Geeking Out

What’s actually in a WIM or ESD file?

It seemed like a simple question: Can you figure out what’s in an ESD file without download the whole file? I’ve been manipulating data like this quite a bit over the past couple of days, so I’d like to think I’m getting pretty good at it — so I had to take that as a challenge.

First, Microsoft did publish a paper (available to download in RTF form here) that describes the file format. While you could probably reverse-engineer everything from just that, I found it useful to have a few other pieces of data to help:

  1. Source code from the open-source WIMLIB (useful if you ever want to create or use WIM/ESD files on other platforms, e.g. Linux or MacOS), available here. (You can read more about this in a previous blog post about making WIM images smaller.)
  2. A ProcMon trace showing a WIM/ESD file being opened by 7-Zip, which natively knows how to open WIM files to display their content.
  3. The same WIM/ESD file opened in the HxD so I could browse the whole file in hexadecimal. (I talked about that in another previous blog post about Autopilot hashes.)

The documentation discusses how each WIM file starts with a standard file header, where the first bytes are “MSWIM” as a “magic string” to verify that this is indeed a WIM file. And from the WIMLIB source code, I can see that the header is 208 bytes long. That’s nice, since that’s what ProcMon shows 7-Zip reading when I opened the file: the first 208 bytes of it.

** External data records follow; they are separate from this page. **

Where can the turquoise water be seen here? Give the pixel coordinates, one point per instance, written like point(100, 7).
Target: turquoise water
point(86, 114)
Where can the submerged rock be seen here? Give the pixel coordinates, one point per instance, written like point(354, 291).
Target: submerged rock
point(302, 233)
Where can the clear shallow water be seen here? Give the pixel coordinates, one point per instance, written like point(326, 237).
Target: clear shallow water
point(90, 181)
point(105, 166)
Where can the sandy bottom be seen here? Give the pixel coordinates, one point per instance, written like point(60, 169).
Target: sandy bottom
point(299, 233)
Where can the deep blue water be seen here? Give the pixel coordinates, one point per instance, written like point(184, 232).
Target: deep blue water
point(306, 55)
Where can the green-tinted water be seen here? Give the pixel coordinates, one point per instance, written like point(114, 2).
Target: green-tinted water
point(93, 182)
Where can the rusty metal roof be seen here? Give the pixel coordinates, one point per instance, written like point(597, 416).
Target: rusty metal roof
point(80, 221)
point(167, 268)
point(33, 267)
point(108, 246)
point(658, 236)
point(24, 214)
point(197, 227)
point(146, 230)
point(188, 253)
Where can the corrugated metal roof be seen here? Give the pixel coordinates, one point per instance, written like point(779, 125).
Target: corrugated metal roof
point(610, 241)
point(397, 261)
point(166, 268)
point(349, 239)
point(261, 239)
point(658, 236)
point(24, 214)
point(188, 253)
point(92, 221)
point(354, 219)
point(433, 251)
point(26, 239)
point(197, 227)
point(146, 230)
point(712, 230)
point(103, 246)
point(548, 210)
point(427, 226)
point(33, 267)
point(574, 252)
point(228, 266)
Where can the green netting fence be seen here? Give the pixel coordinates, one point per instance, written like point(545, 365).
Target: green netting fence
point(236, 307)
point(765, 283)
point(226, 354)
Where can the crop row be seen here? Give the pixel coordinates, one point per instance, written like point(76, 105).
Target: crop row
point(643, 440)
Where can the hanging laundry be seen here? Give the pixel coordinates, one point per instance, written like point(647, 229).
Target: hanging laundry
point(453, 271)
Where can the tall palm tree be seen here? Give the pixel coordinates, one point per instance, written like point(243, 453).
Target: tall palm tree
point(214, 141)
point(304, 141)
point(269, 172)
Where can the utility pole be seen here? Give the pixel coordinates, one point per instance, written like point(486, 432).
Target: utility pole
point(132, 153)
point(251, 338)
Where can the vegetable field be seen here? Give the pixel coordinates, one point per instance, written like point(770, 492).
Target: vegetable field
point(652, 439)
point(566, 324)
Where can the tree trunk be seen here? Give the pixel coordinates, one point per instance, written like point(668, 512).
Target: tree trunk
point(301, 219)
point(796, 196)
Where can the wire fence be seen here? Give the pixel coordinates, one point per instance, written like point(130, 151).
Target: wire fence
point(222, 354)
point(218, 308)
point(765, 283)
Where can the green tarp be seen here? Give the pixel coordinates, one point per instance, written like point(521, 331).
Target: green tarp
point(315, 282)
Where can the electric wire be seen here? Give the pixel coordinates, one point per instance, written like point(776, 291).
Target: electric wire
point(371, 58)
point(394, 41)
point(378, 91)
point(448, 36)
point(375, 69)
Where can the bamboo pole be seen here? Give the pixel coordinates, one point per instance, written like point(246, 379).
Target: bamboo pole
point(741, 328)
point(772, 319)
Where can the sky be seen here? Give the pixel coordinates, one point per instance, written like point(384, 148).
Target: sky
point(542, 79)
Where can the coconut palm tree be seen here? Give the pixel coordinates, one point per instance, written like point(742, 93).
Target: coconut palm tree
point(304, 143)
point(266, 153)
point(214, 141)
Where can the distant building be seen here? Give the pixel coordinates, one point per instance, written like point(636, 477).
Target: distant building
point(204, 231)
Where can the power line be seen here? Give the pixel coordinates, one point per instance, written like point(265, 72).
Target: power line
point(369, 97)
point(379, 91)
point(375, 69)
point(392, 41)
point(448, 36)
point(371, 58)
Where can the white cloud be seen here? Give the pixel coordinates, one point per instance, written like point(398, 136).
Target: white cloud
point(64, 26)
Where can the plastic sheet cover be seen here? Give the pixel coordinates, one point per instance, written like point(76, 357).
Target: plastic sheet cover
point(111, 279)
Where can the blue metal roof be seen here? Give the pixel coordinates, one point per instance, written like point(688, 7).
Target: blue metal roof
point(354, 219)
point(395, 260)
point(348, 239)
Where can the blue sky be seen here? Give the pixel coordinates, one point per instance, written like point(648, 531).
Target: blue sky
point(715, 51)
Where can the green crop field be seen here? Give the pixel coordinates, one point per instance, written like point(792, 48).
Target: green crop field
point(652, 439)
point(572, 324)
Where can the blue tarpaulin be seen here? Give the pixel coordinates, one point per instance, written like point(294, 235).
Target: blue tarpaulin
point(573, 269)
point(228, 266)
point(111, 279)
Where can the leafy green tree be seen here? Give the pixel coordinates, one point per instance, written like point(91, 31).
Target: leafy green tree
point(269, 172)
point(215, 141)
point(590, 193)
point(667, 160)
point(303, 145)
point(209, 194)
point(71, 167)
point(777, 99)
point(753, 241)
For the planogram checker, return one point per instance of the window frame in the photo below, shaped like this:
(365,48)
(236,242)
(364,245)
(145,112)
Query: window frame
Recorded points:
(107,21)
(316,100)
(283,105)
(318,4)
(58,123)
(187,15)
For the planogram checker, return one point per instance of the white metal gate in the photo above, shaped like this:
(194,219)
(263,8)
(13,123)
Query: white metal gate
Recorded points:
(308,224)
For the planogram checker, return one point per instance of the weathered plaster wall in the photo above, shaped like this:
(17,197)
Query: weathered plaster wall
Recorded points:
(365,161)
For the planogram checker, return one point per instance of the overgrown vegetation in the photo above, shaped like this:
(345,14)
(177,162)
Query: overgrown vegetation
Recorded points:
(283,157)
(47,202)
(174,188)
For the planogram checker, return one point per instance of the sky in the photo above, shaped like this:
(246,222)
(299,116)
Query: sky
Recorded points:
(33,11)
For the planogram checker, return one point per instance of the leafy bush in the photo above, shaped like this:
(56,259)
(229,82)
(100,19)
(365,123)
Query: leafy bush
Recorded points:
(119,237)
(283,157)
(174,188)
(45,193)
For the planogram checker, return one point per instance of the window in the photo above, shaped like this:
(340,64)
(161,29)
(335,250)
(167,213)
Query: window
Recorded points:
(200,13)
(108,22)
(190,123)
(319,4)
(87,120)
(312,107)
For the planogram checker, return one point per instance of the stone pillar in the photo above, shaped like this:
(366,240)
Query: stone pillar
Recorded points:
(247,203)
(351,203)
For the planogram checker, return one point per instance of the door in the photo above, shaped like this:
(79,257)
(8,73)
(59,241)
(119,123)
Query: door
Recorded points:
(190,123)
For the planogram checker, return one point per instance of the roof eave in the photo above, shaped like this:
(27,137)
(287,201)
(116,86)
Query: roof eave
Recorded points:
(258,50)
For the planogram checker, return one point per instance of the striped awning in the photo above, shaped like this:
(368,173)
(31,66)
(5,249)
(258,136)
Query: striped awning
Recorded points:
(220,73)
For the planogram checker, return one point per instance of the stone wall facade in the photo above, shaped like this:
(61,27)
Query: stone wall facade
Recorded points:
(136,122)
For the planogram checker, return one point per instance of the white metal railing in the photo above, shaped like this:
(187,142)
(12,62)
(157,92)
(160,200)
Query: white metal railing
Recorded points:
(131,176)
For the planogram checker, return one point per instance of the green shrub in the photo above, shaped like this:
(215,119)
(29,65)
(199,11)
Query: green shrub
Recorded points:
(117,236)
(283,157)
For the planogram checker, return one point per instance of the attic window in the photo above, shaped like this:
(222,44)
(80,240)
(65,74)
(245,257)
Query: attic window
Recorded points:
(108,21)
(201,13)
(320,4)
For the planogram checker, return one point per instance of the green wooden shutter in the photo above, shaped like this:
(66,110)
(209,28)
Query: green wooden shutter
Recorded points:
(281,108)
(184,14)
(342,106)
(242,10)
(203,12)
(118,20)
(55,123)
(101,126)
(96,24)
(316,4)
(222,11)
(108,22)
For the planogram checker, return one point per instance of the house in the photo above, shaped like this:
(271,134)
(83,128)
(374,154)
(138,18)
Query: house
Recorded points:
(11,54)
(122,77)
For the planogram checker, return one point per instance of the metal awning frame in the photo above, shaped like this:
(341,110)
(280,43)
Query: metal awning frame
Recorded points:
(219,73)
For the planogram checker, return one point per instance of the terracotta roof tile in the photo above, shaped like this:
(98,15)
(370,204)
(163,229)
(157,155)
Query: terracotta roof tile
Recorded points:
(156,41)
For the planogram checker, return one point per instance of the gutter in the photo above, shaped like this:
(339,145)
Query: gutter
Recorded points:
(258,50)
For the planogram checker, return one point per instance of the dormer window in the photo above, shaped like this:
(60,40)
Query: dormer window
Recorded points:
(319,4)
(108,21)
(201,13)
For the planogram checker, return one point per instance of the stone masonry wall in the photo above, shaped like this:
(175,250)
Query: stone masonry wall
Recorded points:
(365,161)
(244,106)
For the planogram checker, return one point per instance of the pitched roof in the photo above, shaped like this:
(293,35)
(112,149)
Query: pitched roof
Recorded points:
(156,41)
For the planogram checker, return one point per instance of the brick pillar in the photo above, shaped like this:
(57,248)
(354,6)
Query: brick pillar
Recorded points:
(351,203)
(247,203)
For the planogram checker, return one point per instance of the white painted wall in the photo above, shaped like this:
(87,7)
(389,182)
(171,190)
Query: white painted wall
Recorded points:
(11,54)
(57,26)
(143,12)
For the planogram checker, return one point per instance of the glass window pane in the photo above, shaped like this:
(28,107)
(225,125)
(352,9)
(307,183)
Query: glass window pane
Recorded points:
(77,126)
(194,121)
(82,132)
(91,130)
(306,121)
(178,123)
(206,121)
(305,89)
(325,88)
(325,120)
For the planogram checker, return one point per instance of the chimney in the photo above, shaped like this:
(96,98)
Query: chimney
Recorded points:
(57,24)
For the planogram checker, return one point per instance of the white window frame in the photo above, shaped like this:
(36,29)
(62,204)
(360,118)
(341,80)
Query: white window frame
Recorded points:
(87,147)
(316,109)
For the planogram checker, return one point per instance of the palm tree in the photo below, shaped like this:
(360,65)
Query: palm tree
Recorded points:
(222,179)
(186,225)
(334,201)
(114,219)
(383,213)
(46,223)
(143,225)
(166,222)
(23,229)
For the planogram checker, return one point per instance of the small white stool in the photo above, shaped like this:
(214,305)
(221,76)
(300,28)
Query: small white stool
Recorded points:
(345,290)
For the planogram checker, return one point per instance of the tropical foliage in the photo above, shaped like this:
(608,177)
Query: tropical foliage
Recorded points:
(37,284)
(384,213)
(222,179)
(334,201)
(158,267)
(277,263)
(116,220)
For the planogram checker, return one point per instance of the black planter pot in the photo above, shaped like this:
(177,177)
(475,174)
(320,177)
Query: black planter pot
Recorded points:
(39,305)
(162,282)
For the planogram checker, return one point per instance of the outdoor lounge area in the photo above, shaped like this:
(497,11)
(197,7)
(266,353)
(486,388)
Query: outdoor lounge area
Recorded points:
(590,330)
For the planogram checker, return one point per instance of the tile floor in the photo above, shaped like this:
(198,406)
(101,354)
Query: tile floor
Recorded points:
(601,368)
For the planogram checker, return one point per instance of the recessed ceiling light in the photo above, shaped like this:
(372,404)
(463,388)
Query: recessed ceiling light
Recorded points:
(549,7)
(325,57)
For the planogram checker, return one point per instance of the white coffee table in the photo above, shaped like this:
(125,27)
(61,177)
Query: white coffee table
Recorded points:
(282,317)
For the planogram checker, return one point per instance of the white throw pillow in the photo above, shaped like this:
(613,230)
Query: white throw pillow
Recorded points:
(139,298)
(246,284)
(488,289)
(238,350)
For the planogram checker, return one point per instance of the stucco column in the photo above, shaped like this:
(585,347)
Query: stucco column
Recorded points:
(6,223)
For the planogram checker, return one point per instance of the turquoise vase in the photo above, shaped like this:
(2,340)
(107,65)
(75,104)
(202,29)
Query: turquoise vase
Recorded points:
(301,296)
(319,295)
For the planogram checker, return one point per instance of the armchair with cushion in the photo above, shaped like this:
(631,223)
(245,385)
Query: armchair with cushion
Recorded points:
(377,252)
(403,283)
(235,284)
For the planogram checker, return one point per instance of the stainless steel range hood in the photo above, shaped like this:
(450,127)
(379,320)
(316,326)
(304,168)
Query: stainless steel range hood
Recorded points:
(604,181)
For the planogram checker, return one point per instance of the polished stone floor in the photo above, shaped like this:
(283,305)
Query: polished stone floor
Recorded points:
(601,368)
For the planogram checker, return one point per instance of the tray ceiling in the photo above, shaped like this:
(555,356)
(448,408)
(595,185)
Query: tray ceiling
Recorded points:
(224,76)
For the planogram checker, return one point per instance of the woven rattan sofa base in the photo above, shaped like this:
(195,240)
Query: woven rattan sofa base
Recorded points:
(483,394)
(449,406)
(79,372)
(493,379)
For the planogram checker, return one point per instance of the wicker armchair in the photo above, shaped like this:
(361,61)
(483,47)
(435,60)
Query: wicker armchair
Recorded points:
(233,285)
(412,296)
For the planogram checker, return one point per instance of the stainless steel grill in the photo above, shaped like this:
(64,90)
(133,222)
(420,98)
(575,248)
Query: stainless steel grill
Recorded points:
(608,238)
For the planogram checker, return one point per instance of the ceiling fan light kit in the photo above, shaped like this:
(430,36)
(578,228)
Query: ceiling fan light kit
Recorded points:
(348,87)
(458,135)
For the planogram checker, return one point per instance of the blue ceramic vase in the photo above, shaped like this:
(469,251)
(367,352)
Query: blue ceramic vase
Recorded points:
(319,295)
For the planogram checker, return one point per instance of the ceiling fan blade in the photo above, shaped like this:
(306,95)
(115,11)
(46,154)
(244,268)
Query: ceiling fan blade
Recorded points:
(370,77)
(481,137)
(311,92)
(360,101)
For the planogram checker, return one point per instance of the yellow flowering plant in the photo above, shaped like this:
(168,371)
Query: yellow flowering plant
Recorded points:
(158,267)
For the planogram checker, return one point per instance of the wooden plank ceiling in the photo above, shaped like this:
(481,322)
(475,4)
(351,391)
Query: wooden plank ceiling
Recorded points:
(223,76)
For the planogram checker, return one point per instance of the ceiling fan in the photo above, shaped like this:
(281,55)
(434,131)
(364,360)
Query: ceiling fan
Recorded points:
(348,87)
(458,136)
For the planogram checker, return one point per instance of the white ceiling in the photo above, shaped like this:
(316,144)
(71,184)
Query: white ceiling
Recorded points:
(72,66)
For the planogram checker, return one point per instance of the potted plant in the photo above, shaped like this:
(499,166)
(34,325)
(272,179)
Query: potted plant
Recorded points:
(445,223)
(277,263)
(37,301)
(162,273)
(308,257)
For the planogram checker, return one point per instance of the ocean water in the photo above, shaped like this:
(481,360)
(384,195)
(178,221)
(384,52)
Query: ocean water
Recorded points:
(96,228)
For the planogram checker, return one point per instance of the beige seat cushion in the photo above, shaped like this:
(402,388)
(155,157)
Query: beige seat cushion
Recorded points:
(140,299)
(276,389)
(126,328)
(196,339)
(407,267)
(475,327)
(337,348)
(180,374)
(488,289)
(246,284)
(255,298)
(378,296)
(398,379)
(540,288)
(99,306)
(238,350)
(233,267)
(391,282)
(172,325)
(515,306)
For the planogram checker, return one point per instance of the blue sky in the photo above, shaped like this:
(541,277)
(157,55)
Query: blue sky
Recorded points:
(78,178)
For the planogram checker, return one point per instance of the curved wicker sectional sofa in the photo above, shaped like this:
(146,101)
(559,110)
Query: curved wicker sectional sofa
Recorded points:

After that, it read 7644 bytes from the near the end of the file, then a whole bunch of data that was just before that chunk. Logically, it seems reasonable to assume that it read the header, then the image information, then the actual file/directory structure that it needs to display.

First, we can verify the 208 (0xD0 in hex) byte header in HxD:

Sure enough, it starts with MSWIM. Let’s jump ahead in HxD to the location that ProcMon showed it reading, offset 3,740,696,980 or 0xDEF68194 in hex.

Nice, that’s a chunk of Unicode XML text. (I had forgot that WIM files used XML to store details about the images inside. If you remember the ImageX utility, it would dump that XML out for you, just as it is in the file.)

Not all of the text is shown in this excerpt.